O ano começou como eu sabia há muito tempo que ia começar. E tinha medo. Era, nessa altura, aquele medo que temos das coisas distantes. Tenho-o muitas vezes. É tão aterrorizador, mas ao mesmo tempo a distância traz-me um consolo. É o consolo do célebre "Ai, até lá não me doa a mim a cabeça". E escusado será dizer que até lá a cabeça acaba sempre por doer. Nem que seja quando penso nesse inimigo do futuro.

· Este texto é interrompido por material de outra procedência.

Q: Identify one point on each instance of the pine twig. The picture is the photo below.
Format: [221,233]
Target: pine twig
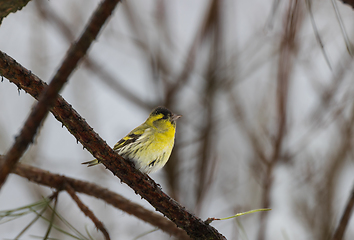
[47,99]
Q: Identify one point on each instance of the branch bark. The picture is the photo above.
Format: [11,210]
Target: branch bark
[57,181]
[140,183]
[40,111]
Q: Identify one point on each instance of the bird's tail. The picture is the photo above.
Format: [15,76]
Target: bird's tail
[92,163]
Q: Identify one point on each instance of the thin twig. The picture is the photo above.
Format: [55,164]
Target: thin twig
[40,111]
[87,211]
[140,183]
[57,181]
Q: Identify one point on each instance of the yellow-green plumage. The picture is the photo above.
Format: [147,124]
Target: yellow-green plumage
[149,146]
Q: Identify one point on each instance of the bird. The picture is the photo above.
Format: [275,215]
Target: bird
[149,145]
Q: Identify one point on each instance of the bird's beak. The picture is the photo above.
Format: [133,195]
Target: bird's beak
[175,117]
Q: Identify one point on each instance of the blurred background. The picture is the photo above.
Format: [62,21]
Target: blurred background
[265,89]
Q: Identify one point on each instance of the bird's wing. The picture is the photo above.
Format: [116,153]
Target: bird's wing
[132,137]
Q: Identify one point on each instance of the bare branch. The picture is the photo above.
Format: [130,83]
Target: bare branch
[39,112]
[57,181]
[139,182]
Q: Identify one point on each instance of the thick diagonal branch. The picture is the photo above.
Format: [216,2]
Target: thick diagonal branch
[57,181]
[140,183]
[49,95]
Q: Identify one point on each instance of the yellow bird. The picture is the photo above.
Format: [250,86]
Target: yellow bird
[149,145]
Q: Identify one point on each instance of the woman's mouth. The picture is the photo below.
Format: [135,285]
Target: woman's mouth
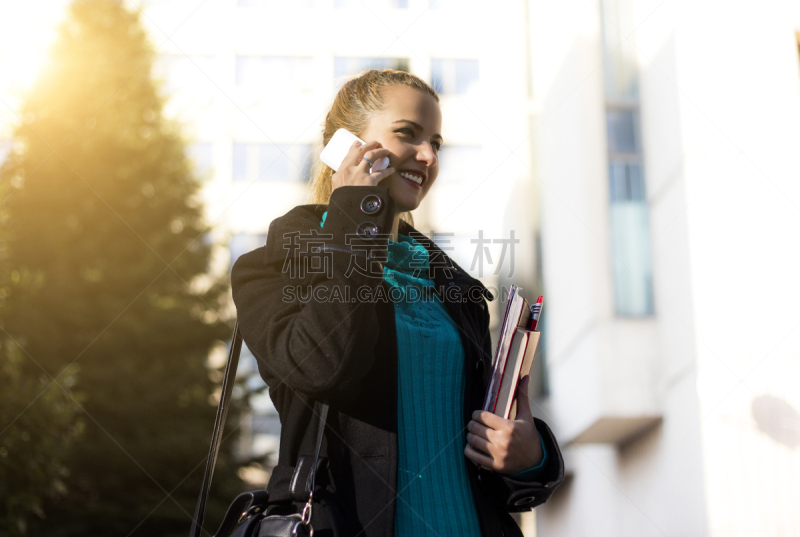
[412,178]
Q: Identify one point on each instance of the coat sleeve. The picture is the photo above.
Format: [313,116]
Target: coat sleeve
[315,331]
[516,495]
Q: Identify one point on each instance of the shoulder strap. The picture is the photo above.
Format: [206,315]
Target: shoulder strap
[219,424]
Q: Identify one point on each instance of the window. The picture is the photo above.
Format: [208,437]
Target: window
[458,163]
[449,4]
[275,74]
[268,162]
[623,130]
[398,4]
[269,3]
[242,243]
[454,77]
[631,256]
[202,156]
[344,68]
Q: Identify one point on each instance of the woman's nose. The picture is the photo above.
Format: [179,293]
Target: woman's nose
[426,154]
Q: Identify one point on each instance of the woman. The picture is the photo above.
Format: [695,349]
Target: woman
[348,304]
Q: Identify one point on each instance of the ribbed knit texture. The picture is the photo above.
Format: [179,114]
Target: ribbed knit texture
[434,495]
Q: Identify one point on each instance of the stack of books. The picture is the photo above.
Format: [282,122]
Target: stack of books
[513,358]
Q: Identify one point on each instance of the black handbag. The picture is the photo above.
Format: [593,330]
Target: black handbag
[247,514]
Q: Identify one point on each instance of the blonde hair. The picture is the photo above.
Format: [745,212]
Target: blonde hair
[352,107]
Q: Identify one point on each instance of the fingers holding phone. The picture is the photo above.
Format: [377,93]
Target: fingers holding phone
[355,167]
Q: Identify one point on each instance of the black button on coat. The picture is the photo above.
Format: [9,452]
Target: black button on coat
[322,334]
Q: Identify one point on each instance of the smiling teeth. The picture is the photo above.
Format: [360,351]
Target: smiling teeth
[411,177]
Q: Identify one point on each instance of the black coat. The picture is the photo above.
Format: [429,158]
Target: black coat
[344,353]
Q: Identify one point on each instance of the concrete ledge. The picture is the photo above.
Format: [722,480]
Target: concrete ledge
[616,429]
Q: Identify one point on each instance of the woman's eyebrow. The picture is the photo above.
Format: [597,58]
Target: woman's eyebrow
[417,125]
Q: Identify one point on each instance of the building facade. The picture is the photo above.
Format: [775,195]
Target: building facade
[666,138]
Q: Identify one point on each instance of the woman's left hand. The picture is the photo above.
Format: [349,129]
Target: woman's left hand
[505,446]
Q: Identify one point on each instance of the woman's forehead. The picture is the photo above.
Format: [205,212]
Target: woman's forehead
[403,102]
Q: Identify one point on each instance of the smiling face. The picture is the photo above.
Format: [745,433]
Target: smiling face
[409,126]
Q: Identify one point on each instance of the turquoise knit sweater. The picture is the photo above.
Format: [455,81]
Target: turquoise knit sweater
[433,490]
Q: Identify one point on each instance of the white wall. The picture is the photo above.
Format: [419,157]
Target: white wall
[720,122]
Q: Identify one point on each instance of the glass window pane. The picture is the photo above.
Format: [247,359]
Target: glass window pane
[625,181]
[202,156]
[622,131]
[275,73]
[268,162]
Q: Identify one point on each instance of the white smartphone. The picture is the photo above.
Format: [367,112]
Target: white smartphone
[337,149]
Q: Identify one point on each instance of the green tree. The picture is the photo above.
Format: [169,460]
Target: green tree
[35,438]
[108,283]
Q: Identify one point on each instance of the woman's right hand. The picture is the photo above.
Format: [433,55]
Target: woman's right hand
[354,170]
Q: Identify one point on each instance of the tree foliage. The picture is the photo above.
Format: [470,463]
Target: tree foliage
[107,286]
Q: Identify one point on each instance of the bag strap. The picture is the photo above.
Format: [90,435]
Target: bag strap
[228,381]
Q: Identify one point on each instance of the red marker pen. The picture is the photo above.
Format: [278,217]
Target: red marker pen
[536,312]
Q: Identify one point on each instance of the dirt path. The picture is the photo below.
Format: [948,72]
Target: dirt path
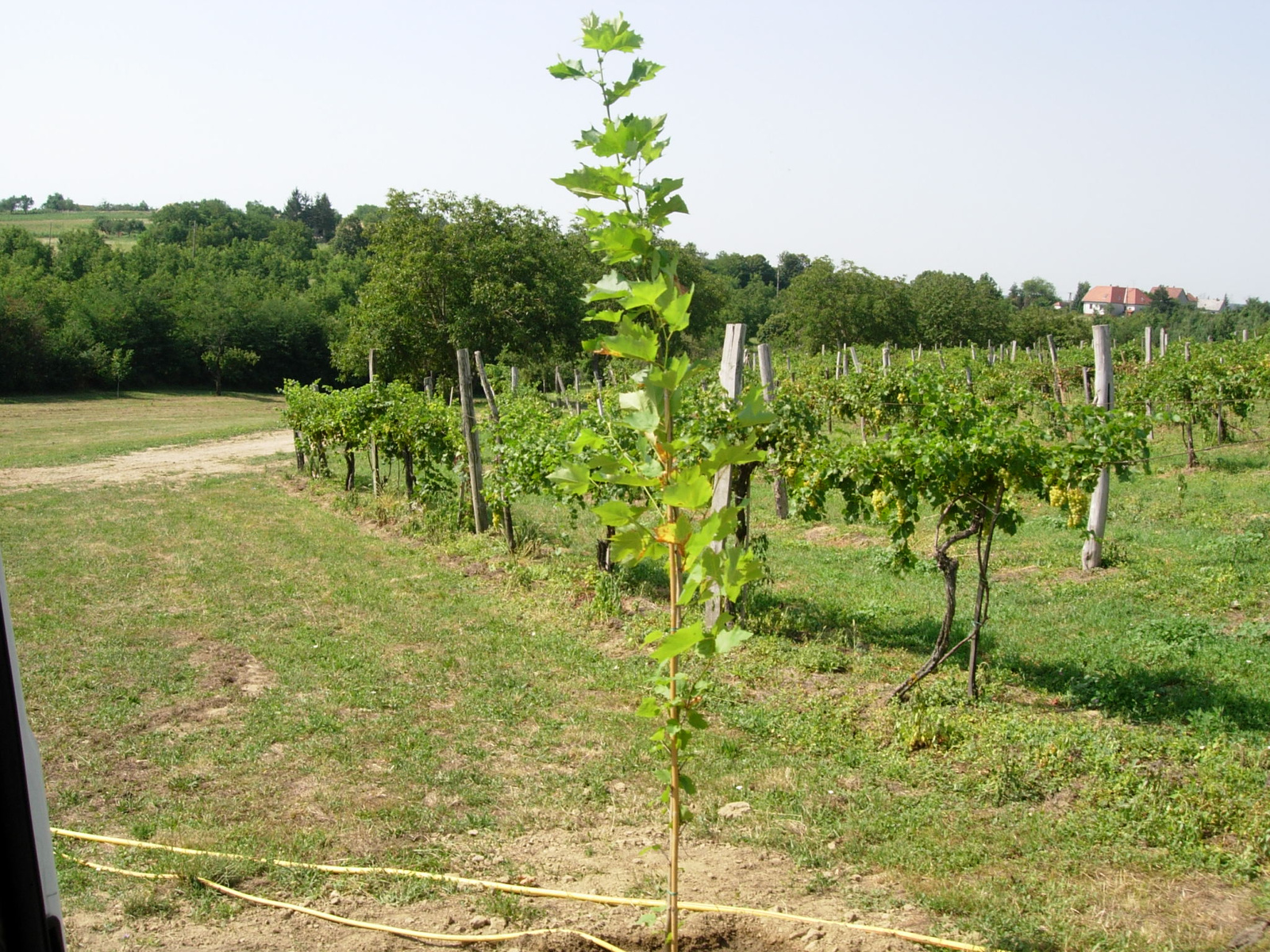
[235,455]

(Não me bastavam já os do passado...!)
O tempo não pára e mal olho para mim, acordada num dia como os outros, o momento temido chegou. E o consolo da distância desapareceu, mas sou injectada com uma dose de força, de um sentimento de irreversibilidade.
"Aí vou eu, preparada ou não".
E é difícil. Mas temo já não ser tanto como parecia. Vem não sei de onde uma força, ou uma cegueira, que faz esquecer o medo e me faz enfrentar a realidade.
(Ai se um dia essa força me falta...)
E depois passou. E tudo parece tão ridículo como ter medo do papão debaixo da cama aos 19 anos. Mas nada me impede de ter este medo irracional da próxima vez.
Desta vez não passou. Porque desde há dois anos atrás estes medos das épocas de exames vêem e vão, mas deixam sempre um rasto de más notas atrás deles. Que se acumulam.
(E más notas com mais más notas não fazem notas boas...)
E vão alimentando os medos futuros. O medo de um futuro que agora me parece depender tão estreitamente das boas notas que já não tenho.
(Se ao menos não fosse pressionada!)
Aqueles auditórios e salas e testes sugam-me o cérebro, a ambição, a confiança, a vida.
Sinto-me cada vez mais estupidamente emburrecida.
Talvez um dia tudo isto me pareça ridículo. Espero que sim.
Até lá não me doa mais a mim a cabeça.